Because if the President is going to talk sports and talk about it in those ways, then I’m going to have to talk politics. I don’t want to. I’d like nothing better than to not talk politics today. I’d love to be talking about what Tom Brady and Aaron Rodgers did yesterday or Eagles rookie kicker Jake Elliott with an absolute missile from 61 yards out to beat the Giants. Or, I don’t know, maybe get into the fact that Carmelo Anthony was traded over the weekend. I’d like to talk about all of that, but I can’t.

Because it would be absolutely idiotic to come in here, crack open the mic and talk about the Raiders melting down in Washington or the Thunder’s offense this season with everything else that’s going on. Not when every team took part in some sort of demonstration yesterday.

And there are probably some of you who aren’t going to want to hear what I’m going to say. That’s fine.

So, where do you want to start with the president’s comments? First of all, what the hell is the President doing talking about the NFL in the first place? Seriously. On the list of important things for presidents to be concerned about, whether a football player stands or kneels for the anthem doesn’t even crack the top 100.

How about you worry about North Korea? Or Puerto Rico, where millions of American citizens are without electricity and likely will be without it for months? Or Texas? Or Florida?

As Chiefs quarterback Alex Smith pointed out, “This is the same guy who couldn’t condemn violent neo-Nazis but he’s condemning guys that are taking a knee during the national anthem.”

But he wasn’t done with just the remarks in Alabama. On Saturday he tweeted: “If a player wants the privilege of making millions of dollars in the NFL, or other leagues, he or she should not be allowed to disrespect our Great American Flag (or Country) and should stand for the National Anthem. If not, YOU’RE FIRED. Find something else to do!”

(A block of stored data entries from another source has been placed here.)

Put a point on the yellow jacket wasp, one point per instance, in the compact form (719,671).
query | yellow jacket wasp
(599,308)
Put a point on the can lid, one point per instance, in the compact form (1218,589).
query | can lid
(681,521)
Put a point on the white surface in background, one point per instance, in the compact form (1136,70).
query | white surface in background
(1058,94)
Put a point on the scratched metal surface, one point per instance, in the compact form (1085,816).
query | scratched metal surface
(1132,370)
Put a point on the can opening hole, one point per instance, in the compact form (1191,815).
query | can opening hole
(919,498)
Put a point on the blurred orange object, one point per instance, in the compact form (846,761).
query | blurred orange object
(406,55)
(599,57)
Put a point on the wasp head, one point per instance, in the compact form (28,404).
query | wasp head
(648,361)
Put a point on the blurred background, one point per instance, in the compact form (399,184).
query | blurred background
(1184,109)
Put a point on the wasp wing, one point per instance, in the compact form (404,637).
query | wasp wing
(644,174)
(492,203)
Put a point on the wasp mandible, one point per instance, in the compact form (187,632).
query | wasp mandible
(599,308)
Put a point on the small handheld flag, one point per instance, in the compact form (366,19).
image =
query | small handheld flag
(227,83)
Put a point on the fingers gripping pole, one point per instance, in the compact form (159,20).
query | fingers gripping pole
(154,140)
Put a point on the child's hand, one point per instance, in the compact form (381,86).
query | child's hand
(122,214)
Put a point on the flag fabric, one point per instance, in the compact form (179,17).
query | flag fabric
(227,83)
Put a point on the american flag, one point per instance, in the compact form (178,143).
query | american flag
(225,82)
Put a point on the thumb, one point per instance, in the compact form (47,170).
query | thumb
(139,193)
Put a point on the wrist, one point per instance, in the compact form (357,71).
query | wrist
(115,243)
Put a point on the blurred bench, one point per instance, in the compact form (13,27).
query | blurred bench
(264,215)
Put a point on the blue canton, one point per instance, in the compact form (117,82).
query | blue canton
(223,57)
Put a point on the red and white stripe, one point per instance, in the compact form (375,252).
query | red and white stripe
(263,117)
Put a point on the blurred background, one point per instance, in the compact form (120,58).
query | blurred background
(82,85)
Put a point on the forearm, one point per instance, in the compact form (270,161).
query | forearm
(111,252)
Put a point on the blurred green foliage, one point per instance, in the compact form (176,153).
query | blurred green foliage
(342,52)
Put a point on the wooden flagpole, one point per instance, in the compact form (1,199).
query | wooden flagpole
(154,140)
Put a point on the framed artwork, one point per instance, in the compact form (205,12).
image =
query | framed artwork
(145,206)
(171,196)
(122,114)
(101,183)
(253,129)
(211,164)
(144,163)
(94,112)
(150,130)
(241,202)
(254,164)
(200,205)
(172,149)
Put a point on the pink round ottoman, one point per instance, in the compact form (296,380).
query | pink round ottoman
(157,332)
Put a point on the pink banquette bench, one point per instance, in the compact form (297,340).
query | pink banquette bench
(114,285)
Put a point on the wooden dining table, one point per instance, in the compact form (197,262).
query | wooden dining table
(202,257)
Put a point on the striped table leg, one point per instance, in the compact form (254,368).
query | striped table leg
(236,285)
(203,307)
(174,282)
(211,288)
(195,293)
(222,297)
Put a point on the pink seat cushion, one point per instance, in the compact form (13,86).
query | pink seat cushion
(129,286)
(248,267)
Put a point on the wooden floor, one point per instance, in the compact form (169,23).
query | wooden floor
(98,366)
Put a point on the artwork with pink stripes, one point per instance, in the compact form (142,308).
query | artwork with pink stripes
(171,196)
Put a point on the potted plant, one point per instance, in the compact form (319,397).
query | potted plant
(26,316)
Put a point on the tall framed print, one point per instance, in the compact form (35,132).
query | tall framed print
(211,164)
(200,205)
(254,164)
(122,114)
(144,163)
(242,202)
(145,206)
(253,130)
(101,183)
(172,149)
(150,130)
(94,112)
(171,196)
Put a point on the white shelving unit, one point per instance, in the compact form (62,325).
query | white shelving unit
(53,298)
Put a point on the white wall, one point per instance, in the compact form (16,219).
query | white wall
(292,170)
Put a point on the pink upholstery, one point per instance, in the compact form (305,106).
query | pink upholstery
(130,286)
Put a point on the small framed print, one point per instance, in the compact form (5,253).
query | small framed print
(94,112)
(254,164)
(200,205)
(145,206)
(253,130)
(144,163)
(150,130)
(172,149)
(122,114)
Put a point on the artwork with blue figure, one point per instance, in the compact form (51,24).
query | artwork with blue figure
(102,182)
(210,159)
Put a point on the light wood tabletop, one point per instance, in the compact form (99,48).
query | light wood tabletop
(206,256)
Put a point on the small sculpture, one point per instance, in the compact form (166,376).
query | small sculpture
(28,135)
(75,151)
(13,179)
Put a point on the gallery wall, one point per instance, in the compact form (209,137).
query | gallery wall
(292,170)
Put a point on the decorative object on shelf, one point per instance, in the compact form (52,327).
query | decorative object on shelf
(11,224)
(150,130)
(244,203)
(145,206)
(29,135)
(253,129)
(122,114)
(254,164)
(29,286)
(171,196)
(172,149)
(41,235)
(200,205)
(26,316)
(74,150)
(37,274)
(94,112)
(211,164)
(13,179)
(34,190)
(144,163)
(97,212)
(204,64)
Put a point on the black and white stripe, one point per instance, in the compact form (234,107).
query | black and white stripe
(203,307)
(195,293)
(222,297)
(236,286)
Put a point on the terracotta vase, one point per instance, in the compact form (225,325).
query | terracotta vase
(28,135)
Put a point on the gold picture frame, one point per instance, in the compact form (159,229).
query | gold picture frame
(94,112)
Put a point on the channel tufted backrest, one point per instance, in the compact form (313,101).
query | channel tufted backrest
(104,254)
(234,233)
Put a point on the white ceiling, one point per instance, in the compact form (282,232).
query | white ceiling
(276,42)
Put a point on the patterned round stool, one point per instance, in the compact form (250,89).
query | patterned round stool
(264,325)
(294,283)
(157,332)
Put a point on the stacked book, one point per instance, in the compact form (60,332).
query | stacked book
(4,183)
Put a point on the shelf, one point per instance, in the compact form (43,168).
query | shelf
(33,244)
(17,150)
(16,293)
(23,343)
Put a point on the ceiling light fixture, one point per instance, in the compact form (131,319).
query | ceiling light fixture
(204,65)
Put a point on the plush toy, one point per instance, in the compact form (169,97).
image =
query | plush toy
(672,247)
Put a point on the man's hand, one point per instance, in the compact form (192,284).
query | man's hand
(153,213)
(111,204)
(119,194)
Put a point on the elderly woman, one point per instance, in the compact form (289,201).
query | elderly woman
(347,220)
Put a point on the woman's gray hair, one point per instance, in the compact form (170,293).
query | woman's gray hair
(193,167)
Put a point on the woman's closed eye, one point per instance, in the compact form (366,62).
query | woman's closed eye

And then there’s the idea that language like that totally and thoroughly unbecoming of the office. Any office. That if a high school principal said something like that, he or she would be fired. But there may be some of you who like it. There may be some of you who hear that and say, finally, someone who’s telling it like it is.

That’s garbage.

Because it’s wrong on so many levels. This has always been about injustice, inequality, and police brutality. Trying to conflate it with disrespecting the troops is either willfully ignorant, idiotic, or trying to use it for political gain. Or all three.

If you’re offended by an athlete taking a knee for the national anthem, that’s fine. You have that right. And I understand why you would be offended. The point of non-violent protests is not to make people feel comfortable, but to make people feel uncomfortable, to get people’s attention and say, something is wrong here.

I understand why someone kneeling during the national anthem or remaining in the locker room during the national anthem would offend, but are you also offended by the deaths of countless young African-American males at the hands of police officers? I hope so. If not, you’re offended by the wrong things. But don’t take my word for it.

Listen to Julius Peppers.

Or Lorenzo Alexander.

Or Michael Thomas.

Listen to them. You tell them that there isn’t a problem. Listen to them and tell me that they’re doing this for show. Or that they’re ungrateful millionaires, or whatever other term you want to attach to them, most of them far worse than ungrateful and millionaire.

And then listen to me. Because there’s a group of you I’m trying to reach right now. The group that doesn’t really want to hear this. The group that thinks that I’m saying this to be PC. Or that I’m “virtue signaling” or whatever other terms you want to use to disregard something that’s tough for you to hear.

There is a problem. It is being pointed out by these men you root for and cheer for. They are telling you about their experiences, what it has been like to grow up as African-American men in this country and the fears that they have for themselves and their children.

And some of you are telling them to shut up. Or that it’s not a problem. Or that the problem is all their own fault. Pointing out that there’s a problem isn’t divisive. Claiming there isn’t a problem is.